A few weeks ago, I wrote about how the sport of hockey has helped my son and I to bond and has aided us in the healing process of his year-old diagnosis of Aplastic Anemia, a life-threatening condition in which the bone marrow malfunctions. I’d like to follow that article up by highlighting some recent events which culminated in my son getting a chance to experience his first National Hockey League game with a few surprises mixed in for good measure.
For many months now, my son’s blood counts have been stable due to some life-saving therapeutic interventions that he received about this time last year. Prior to stability, it was not safe for him to be around other people or in public places for the fear of him catching something that his body could not fight off. As we received the results from his March visit to the Children’s Hospital of Philadelphia, one thing was abundantly clear to me: I could finally begin to let him spread his wings again. The first order of business? A Flyers game in South Philadelphia.
The date was set; it would be April 7th against the Metropolitan Division rival New York Islanders. I picked this game for two reasons:
- I already had tickets
- Despite being a HUGE Flyers fan, my son has an underground admiration for John Tavares (can’t blame him on that one)
The day before the game, I spoke with my ticket representative and inquired as to whether or not it would be possible to obtain a certificate signifying that it was his first game. She knows what he has been through and how big of a step this game would be. What she did next blew me away.
“Can you make it here by 5:45 for a 7pm start?” she asked. A bit of an unusual request I thought, but then she hit me with the reasoning: “We’d like for you and your son to sit on the Flyers bench for the pregame skate.” In awe, I let a few moments go by before vibrantly declaring that we would absolutely be there and how appreciative I was that they would do this for my son. My wife and I agreed to keep this as a surprise and I would only inform him moments before we were to go down to the bench.
On game day, my son could barely hold in his excitement. He had been to one American Hockey League game a few years back before his illness but had never seen the Flyers play in person. He was dressed and ready to go HOURS before it was time to make the journey to the Wells Fargo Center.

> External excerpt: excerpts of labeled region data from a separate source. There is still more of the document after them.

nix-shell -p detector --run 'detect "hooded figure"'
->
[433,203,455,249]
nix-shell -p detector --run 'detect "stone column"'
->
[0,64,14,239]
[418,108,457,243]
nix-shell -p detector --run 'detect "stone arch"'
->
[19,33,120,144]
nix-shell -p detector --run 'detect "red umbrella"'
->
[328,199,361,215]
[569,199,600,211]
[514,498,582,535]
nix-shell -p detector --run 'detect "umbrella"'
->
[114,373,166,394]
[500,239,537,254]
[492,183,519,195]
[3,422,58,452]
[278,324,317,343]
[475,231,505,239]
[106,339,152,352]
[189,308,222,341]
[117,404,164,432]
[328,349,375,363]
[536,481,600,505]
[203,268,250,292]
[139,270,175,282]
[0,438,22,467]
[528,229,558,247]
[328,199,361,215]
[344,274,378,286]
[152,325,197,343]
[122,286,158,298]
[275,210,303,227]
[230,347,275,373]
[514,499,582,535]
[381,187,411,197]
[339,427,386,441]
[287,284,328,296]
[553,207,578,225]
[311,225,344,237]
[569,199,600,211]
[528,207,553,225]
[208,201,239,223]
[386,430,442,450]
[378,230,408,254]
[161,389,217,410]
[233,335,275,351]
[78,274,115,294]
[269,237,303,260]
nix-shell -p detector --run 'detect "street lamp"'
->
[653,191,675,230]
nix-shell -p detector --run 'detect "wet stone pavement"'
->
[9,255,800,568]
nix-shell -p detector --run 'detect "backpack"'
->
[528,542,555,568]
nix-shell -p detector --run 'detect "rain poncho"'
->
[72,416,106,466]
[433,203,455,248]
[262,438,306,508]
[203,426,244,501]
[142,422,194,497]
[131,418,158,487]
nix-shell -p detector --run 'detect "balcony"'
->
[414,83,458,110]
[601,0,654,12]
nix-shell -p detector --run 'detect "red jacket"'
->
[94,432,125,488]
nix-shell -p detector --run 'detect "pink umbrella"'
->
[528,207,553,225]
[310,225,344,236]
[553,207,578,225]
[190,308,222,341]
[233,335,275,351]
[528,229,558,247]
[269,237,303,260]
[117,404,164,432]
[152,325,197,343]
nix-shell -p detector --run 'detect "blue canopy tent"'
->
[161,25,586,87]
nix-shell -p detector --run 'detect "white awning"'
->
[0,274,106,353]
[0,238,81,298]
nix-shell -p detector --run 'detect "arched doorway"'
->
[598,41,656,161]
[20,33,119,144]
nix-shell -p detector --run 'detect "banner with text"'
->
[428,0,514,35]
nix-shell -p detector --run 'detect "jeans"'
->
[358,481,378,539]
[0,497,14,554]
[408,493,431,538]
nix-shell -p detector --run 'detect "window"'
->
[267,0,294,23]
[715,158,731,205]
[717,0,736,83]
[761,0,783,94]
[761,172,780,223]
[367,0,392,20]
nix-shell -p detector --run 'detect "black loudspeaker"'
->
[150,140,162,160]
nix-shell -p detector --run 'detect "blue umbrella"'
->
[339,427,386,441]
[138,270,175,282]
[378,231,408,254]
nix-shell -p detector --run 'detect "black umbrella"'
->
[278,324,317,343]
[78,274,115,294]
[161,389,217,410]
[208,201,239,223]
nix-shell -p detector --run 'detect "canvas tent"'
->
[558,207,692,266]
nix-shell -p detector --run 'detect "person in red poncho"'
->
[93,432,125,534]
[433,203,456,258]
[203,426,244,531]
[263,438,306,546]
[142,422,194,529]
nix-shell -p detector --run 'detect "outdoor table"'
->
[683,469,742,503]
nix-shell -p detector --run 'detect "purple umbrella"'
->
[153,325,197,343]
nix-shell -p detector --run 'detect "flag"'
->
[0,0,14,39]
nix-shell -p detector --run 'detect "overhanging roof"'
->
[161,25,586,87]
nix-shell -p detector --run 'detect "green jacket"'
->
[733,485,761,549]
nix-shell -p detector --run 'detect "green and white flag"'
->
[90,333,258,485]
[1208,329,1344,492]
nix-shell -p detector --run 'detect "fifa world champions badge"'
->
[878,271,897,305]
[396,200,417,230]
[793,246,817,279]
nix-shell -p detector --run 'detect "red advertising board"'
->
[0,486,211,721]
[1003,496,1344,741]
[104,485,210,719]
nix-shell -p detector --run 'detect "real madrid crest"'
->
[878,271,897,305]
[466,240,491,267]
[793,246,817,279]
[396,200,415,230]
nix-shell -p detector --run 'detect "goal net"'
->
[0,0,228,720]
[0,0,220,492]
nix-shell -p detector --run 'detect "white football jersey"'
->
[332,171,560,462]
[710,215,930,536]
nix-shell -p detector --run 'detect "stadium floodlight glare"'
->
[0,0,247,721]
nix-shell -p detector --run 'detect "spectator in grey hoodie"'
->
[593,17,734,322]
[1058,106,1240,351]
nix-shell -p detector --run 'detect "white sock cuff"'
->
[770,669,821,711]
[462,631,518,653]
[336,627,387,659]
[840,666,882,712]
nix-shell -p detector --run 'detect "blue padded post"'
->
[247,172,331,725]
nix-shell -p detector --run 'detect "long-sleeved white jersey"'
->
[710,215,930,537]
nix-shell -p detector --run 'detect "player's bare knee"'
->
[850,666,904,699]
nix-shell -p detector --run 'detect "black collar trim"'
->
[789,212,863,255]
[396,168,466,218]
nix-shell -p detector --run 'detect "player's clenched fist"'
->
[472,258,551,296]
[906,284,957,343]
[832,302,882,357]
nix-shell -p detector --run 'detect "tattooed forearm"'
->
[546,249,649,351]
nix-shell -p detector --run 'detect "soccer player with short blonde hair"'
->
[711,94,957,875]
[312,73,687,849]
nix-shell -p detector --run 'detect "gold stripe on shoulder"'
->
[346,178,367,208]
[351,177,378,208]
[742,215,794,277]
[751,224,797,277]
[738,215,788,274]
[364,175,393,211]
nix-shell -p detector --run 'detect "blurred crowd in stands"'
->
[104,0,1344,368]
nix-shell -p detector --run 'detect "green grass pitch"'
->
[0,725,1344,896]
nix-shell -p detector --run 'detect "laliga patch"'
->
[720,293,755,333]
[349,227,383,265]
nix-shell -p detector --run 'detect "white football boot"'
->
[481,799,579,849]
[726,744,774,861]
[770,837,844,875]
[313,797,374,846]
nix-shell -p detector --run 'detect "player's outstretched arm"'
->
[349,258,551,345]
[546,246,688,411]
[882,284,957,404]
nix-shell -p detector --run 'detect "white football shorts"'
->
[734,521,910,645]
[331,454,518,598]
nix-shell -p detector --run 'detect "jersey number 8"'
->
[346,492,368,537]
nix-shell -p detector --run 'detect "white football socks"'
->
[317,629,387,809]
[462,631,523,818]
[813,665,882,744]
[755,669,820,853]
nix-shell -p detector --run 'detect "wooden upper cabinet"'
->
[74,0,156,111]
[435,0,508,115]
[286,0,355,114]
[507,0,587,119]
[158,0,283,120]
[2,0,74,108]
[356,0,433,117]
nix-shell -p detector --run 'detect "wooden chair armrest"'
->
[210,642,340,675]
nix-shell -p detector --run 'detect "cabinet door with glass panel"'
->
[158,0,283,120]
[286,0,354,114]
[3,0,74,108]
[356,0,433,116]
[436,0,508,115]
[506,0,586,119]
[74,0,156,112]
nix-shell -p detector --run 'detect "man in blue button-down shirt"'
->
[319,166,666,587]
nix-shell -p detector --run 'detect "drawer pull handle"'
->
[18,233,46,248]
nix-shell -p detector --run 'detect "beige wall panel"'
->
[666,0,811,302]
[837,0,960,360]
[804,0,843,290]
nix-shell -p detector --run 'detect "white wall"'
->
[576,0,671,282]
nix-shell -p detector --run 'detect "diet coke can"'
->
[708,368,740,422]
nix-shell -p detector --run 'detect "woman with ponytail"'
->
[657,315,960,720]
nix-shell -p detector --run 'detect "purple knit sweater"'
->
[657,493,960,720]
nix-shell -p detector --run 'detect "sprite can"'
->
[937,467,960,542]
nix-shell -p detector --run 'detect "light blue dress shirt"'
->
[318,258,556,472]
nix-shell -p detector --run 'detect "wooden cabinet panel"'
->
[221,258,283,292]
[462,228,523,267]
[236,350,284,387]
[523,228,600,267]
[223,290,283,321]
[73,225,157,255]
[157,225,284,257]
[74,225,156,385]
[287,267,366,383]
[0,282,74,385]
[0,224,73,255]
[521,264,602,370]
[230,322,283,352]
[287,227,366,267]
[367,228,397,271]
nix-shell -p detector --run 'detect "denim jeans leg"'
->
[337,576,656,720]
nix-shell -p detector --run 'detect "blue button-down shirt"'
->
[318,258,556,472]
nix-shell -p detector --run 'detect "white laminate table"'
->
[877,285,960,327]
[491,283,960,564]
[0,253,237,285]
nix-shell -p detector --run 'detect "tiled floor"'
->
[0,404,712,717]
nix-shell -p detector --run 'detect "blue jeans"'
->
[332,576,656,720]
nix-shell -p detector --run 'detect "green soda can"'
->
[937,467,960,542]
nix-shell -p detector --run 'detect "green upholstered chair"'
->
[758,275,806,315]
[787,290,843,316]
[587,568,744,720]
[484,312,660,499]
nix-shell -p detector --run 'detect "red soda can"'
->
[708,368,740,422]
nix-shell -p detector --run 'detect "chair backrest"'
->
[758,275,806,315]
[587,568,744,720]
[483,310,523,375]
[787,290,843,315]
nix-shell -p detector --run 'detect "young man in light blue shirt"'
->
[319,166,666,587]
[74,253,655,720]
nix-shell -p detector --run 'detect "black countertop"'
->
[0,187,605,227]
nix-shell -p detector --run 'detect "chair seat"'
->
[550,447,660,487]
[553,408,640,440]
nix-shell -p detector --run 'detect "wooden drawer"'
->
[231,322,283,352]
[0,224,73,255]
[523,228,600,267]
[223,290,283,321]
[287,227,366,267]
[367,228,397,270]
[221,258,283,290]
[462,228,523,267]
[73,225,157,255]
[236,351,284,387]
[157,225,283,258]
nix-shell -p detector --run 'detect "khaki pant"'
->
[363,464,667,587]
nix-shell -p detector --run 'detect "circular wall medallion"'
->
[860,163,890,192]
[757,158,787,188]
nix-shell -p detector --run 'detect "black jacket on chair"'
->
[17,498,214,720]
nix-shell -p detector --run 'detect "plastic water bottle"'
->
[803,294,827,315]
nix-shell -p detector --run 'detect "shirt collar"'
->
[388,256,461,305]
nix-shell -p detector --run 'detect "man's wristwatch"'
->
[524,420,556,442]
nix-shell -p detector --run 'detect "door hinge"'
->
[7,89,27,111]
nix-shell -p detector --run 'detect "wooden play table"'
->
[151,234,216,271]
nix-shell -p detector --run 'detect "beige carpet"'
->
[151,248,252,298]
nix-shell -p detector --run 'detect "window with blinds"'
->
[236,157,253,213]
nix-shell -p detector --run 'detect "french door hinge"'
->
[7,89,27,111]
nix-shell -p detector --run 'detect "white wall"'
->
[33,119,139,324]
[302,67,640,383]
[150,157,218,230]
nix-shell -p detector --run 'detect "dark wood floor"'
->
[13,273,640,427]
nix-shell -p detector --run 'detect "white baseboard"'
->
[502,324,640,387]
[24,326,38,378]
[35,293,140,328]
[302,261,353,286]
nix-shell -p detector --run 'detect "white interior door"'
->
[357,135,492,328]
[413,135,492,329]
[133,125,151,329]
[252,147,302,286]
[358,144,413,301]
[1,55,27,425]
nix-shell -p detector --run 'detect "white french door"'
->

As we made our way to the rink, I quizzed him on the Flyers and Islanders and he passed with flying colors as usual. He named the captains, goaltenders and various other players from each team. This kid was ready for the action! We arrived before the doors opened to make absolutely sure that we were there on time. I checked us in and proceeded to tell my son that we would be watching the team skate from the bench before the game. Wide-eyed, he acted like a kid in a candy store. The excitement oozed from every pore on his body. Already excited myself, I became overjoyed with the idea that his first experience would include being about two feet away from all of the players that he so religiously follows on a daily basis. We were taken into the bowels of the building, past the Flyers locker room and out onto the bench.
For those not familiar with the challenges of Aplastic Anemia, know that it is important for those affected to NOT sustain serious head injuries due to the risk of bleeding. With that said, a logical concern would be what would happen if he were hit by a stray puck. My concerns were quickly alleviated.
Before long, the players hit the ice and my son was in hockey heaven. Heck, even I felt like a 12-year-old watching some of my favorite players fly by. Surprisingly, most players used some form of acknowledgement even though they were in preparation for what would be an intense 60 minutes of hockey. Zac Rinaldo skated by and gave my son a face wash while Nicklas Grossmann stopped by to stretch and give him a fist bump. Former Flyer-turned-analyst Chris Therien was also on the bench and went out of his way to say hello and mention how fantastic it was that he was at his first Flyers game.
His favorite Flyer, Claude Giroux, was down by the net working on one-timers but a few others managed to skate by so he could get an up close view.
As warmups came to and end, we made our way back to the concourse level where the team had a goodie bag prepared for him with t-shirts, key chains, bracelets, posters and other cool gifts. We ascended to our seats in the mezzanine level just in time to hear Lauren Hart, the best anthem singer in the NHL, perform the Star-Spangled Banner.
As the game got under way, my little man watched intently as if he were a scout that was tasked with following the play of 10 guys all at once.
He would get to experience two very cool aspects of a live hockey game for the first time.
2. GAME-WINNING GOAL
Other than my wedding day and the birth of my two children, this was one of the greatest days of my life. Hockey has been, and continues to be, such a big part of our lives and my son and I have become inseparable because of it. It has gotten us through the toughest of times and continues to get us by when the road gets a little bumpy every once in a while. I owe my happiness to this sport and this team as the combination has brought so much joy to my four-year-old who at a point in time was not able to really enjoy anything. The Flyers are not just a first-class organization; they are a world-class organization.
These moments spent with my son, my best friend, my mini-me are why I truly am healed by hockey.